The recent spate of acquisitions marks a return to form for Reliance. From 1994 through 2009, the company completed 45 acquisitions. The pace slowed dramatically when the recession hit. From 2009 to 2011, the company only did three deals. Now, with the metals market in recovery, opportunities to buy companies on the cheap and Reliance’s strong balance sheet have sparked a comeback.
Karla Lewis, chief financial officer at Reliance, said the company’s Bralco subsidiary in La Mirada had been selling to the Australian market from the United States for several years and had been looking for a facility Down Under. The process led to talks with Airport; Reliance decided to buy into the market rather start from scratch.

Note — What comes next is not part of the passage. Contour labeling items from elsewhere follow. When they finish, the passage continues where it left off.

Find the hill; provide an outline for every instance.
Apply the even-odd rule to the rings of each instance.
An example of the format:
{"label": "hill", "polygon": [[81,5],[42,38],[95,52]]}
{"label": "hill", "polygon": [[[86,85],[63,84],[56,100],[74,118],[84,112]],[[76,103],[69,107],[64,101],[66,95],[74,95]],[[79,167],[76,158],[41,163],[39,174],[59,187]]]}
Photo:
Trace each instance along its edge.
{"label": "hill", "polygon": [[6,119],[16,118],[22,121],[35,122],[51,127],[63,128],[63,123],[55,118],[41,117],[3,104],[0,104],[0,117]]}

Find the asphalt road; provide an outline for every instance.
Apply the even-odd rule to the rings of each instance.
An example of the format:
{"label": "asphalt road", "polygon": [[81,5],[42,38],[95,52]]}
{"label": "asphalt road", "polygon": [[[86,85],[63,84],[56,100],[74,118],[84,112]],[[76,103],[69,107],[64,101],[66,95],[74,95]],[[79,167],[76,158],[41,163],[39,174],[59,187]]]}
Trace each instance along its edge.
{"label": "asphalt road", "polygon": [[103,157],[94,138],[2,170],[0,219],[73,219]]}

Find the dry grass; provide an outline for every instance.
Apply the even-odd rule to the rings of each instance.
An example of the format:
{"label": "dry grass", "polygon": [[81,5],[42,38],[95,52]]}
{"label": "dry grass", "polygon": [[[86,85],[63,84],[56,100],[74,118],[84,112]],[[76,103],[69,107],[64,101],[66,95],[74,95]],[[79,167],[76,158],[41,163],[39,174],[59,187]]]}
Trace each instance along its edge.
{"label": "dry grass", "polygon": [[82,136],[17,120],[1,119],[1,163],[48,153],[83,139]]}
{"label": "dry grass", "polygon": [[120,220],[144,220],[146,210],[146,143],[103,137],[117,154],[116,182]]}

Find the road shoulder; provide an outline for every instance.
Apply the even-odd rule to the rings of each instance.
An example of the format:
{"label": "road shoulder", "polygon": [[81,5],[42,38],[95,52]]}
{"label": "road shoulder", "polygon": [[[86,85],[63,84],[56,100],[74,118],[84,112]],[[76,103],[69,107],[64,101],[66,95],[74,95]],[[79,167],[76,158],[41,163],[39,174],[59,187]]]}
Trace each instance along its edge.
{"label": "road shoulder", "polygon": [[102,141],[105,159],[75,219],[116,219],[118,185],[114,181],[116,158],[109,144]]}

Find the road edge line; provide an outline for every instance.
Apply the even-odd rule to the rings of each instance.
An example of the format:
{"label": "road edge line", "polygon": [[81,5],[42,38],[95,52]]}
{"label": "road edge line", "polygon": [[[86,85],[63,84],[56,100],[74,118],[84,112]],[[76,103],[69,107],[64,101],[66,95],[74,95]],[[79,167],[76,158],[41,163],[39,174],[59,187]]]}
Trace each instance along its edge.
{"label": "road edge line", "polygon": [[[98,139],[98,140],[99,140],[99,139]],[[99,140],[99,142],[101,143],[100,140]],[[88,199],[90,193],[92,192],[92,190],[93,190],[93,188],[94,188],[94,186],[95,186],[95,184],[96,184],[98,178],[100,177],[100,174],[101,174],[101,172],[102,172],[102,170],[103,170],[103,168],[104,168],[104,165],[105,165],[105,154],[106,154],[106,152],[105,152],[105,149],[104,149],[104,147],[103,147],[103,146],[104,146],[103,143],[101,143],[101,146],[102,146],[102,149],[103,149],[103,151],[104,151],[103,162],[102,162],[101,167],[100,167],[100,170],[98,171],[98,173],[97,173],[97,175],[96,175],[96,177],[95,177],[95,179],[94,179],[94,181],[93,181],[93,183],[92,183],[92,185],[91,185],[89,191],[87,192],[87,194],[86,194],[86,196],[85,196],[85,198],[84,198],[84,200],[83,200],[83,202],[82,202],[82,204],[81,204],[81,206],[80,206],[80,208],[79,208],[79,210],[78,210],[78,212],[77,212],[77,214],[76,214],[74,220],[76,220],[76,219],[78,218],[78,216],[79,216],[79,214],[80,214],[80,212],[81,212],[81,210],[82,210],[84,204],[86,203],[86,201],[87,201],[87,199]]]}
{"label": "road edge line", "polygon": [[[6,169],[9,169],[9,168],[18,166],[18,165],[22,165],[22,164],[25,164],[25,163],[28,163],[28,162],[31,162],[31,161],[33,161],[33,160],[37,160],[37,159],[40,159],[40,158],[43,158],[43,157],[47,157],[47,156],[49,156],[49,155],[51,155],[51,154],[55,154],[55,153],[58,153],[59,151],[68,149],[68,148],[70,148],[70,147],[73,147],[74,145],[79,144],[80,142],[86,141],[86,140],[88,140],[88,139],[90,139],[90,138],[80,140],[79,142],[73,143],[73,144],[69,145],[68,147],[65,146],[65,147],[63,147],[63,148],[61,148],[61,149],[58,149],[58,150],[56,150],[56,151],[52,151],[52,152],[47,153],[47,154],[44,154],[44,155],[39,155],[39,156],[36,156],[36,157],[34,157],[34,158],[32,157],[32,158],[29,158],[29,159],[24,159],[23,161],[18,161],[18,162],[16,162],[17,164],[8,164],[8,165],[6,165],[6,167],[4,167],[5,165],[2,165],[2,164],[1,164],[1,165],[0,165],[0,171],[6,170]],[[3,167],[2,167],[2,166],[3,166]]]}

“Airport’s business is totally consistent with our business model,” Lewis said. “This was a very important strategic purchase for Bralco’s business.”
In February, Reliance acquired McKey Perforating Co., a metal perforating and fabricating company in Berlin, Wis. In April, the company completed the acquisition of Worthington Steel’s plant in Vonore, Tenn. That same month, the company purchased National Specialty Alloys, a Houston processor and distributor of premium stainless steel and nickel used to make drills and valves for oil exploration equipment. Terms of the deals weren’t disclosed.
Time to buy
Mark Parr, an analyst at Keybanc Capital Markets in Cleveland, said that the weak economy has pushed down prices for metal companies, making it a good time for Reliance to get back into the buying game. Also, the company was prepared for the opportunity.
“Over the years the company has maintained its earning-to-debt leverage within a specific range,” Parr said. “They have money available for acquisitions.”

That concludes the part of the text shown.